Considero essa postura de
passividade, de negligência voluntária, não só lamentável; mas, sobretudo, anticidadã.
Porque ela tem consequências muito ruins e importantes para serem
desconsideradas. Ela se torna um caminho para abdicar de centrar esforços em
resolver demandas urgentes e vitais, para concentrar-se em assuntos distantes
de serem prioridade em quaisquer momentos. Torna-se um ópio alienante.
De fato, arregaçar as mangas é
mesmo desafiador. Isso porque viver é um desafio. Abrir mão de ser protagonista
da sua vida para ser um reles coadjuvante de quinta categoria da vida do outro
é que se pode considerar um desperdício e tanto. Afinal, todos os aspectos que
constituem a identidade humana são propriedade do indivíduo; agora, o que ele
enquanto sujeito realiza, constrói, promove para o desenvolvimento e evolução
da sociedade é o que realmente importa e faz total diferença.

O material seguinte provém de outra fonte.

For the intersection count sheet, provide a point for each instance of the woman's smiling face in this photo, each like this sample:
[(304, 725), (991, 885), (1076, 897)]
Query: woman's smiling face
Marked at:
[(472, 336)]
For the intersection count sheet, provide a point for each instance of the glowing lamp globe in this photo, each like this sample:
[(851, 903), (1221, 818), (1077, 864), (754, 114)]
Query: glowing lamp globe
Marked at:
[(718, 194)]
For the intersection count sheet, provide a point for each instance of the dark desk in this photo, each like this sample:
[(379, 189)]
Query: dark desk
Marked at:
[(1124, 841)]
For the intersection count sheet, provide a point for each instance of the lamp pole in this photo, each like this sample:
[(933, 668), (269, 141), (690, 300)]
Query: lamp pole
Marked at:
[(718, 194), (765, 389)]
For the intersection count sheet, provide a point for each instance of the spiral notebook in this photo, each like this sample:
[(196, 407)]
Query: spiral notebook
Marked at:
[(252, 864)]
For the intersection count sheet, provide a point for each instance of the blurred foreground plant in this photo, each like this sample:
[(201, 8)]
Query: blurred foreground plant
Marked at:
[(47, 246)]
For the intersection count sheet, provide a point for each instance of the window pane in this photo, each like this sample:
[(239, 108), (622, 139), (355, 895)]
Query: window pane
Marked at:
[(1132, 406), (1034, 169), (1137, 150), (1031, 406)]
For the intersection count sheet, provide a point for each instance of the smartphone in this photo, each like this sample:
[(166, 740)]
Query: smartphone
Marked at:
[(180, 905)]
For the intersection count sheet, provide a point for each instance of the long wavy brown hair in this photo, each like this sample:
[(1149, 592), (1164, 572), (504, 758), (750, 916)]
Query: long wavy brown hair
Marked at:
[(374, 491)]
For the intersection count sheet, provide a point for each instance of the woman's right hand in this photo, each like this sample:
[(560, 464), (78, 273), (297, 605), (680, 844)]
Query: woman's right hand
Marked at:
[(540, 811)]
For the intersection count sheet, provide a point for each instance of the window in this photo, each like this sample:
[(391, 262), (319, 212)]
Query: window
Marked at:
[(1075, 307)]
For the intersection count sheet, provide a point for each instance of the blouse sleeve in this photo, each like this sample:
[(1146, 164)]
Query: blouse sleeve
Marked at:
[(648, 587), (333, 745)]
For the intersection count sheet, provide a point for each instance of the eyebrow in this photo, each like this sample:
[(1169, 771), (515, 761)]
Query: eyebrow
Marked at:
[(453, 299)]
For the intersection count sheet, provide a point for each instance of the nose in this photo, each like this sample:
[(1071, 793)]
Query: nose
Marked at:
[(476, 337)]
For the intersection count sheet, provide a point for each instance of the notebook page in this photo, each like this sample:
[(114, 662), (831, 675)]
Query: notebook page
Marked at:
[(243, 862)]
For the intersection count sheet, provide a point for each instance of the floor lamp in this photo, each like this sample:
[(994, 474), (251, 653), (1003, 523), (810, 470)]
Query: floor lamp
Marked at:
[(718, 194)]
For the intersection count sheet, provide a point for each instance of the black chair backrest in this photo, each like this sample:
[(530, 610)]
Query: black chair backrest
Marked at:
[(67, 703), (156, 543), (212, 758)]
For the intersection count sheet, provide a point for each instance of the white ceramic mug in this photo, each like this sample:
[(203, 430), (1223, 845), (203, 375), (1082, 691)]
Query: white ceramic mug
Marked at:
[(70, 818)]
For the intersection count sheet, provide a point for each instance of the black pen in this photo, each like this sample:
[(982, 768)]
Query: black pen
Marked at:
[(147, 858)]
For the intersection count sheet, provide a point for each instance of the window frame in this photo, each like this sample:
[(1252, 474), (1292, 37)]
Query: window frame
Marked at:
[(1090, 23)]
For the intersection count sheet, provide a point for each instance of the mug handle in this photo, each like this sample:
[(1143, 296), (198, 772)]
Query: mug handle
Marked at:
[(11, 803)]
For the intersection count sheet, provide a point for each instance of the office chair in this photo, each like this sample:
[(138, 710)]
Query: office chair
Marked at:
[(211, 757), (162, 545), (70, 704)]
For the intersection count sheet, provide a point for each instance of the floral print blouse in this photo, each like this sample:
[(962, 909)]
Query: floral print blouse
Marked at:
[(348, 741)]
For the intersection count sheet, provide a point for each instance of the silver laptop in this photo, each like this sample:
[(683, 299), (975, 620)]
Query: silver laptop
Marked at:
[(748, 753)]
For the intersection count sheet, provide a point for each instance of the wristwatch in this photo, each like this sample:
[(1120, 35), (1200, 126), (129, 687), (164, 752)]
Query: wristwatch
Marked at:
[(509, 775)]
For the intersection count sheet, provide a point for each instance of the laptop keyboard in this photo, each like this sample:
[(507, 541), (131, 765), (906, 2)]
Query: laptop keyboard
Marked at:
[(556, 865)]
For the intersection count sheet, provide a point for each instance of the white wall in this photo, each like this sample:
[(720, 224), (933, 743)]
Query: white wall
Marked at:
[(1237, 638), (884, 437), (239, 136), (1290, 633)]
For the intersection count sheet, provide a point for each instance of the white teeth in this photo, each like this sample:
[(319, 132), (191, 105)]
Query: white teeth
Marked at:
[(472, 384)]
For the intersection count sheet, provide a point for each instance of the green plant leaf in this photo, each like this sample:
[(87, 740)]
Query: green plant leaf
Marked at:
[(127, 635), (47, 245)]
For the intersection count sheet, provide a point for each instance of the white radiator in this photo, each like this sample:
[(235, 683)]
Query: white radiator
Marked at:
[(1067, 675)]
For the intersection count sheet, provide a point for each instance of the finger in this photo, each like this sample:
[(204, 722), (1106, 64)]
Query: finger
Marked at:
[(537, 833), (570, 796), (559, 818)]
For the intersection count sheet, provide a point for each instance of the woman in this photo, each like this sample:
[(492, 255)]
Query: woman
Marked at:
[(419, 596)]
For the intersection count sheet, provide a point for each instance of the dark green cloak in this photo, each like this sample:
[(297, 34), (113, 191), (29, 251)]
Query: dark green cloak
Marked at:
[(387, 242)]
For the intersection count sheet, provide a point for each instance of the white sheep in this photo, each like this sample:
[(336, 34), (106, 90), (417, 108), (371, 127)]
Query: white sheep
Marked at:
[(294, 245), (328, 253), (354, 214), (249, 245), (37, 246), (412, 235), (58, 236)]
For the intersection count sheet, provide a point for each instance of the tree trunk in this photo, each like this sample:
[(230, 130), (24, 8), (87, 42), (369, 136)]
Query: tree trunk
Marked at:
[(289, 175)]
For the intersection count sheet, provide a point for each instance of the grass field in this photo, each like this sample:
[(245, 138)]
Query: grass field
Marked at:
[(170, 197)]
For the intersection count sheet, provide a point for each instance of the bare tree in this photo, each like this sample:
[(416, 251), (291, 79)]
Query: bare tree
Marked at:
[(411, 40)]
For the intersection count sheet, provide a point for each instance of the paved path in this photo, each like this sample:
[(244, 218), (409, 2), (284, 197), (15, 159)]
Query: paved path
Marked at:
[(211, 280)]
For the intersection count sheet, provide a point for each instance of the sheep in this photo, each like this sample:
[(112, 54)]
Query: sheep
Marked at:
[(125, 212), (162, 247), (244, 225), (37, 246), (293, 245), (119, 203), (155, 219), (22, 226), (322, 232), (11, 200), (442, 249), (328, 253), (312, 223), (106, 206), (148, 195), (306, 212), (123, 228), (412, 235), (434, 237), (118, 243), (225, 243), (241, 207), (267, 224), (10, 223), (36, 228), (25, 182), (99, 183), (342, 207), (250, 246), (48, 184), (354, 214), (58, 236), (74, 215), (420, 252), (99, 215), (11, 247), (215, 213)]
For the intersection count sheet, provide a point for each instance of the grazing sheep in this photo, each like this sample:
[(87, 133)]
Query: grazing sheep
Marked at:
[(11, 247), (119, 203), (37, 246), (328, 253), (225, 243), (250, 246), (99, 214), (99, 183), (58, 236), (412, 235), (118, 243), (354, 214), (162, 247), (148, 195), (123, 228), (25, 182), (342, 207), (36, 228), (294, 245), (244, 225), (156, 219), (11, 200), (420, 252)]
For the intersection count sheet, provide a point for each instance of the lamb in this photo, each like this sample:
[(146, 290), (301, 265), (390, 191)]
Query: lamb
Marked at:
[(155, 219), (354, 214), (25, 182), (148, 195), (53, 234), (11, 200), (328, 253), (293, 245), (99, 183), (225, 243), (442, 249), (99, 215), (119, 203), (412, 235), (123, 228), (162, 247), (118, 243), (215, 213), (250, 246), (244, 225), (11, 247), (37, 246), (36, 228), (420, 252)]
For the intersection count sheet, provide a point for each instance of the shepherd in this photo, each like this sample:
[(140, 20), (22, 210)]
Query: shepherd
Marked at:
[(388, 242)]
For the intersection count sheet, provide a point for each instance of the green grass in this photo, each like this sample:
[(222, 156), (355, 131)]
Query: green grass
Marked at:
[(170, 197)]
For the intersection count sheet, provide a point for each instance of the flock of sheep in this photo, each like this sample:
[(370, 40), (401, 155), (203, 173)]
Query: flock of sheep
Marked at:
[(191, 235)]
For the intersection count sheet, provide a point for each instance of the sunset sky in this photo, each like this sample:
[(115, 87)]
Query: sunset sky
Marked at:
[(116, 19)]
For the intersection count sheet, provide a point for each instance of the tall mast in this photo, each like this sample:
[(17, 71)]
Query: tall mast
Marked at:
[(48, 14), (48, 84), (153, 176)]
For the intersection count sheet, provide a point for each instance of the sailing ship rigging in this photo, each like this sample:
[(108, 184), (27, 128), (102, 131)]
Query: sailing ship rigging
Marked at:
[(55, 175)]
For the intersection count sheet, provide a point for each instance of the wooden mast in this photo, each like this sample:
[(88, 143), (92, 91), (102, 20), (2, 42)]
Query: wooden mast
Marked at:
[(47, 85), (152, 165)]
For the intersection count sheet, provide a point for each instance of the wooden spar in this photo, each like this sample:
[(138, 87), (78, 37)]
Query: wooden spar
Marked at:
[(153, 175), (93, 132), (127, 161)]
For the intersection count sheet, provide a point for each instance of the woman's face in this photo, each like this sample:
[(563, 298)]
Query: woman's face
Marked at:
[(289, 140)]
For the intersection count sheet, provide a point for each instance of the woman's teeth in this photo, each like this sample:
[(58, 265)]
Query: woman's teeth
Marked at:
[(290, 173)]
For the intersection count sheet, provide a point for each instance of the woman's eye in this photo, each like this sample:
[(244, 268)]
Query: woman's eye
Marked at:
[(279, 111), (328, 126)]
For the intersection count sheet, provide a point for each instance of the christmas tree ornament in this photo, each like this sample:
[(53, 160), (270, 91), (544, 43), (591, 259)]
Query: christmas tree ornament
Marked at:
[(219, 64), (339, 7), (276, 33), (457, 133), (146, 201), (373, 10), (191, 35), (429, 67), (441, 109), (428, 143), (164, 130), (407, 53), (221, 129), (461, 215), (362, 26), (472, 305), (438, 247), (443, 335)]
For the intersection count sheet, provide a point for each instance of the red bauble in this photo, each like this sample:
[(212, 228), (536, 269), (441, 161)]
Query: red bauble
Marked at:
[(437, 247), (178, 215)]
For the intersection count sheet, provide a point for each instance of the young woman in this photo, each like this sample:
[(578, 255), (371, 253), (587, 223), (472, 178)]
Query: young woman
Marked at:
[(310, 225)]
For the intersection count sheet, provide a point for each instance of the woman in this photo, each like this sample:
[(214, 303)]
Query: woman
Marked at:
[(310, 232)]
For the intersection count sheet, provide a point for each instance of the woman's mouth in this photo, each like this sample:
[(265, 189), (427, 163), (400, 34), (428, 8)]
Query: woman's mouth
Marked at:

Essa espetacularização do que não
tem relevância alguma é a mais plena perda de tempo. E surpreende ainda mais na
conjuntura social que estamos vivendo. Mazelas do ontem e do hoje estão se
materializando e se disseminando como rastilho de pólvora. O viver está à beira
de um abismo de simples sobrevivência; mas, as pessoas insistem em seletivizar e
relativizar o seu pudor, em se tornarem os novos fiscais da vida alheia.
Enquanto vagamos respirando o ar dessa metamorfose funesta a nos envolver, a verdade é que se caminha cada vez mais veloz para o espetáculo da sociedade de consumo, ou seja, “a ideologia por excelência, porque expõe e manifesta na sua plenitude a essência de qualquer sistema ideológico: o empobrecimento, a submissão e a negação da vida real. O espetáculo é, materialmente, “a expressão da separação e do afastamento entre o homem e o homem”. O “novo poderio do embuste” que se concentrou aí tem a sua base na produção onde surge “com a massa crescente de objetos... um novo domínio de seres estranhos aos quais o homem se submete”. É o grau supremo duma expansão que necessariamente se coloca contra a vida” (DEBORD, Guy. A sociedade do espetáculo. Rio de Janeiro: Contraponto, 1997).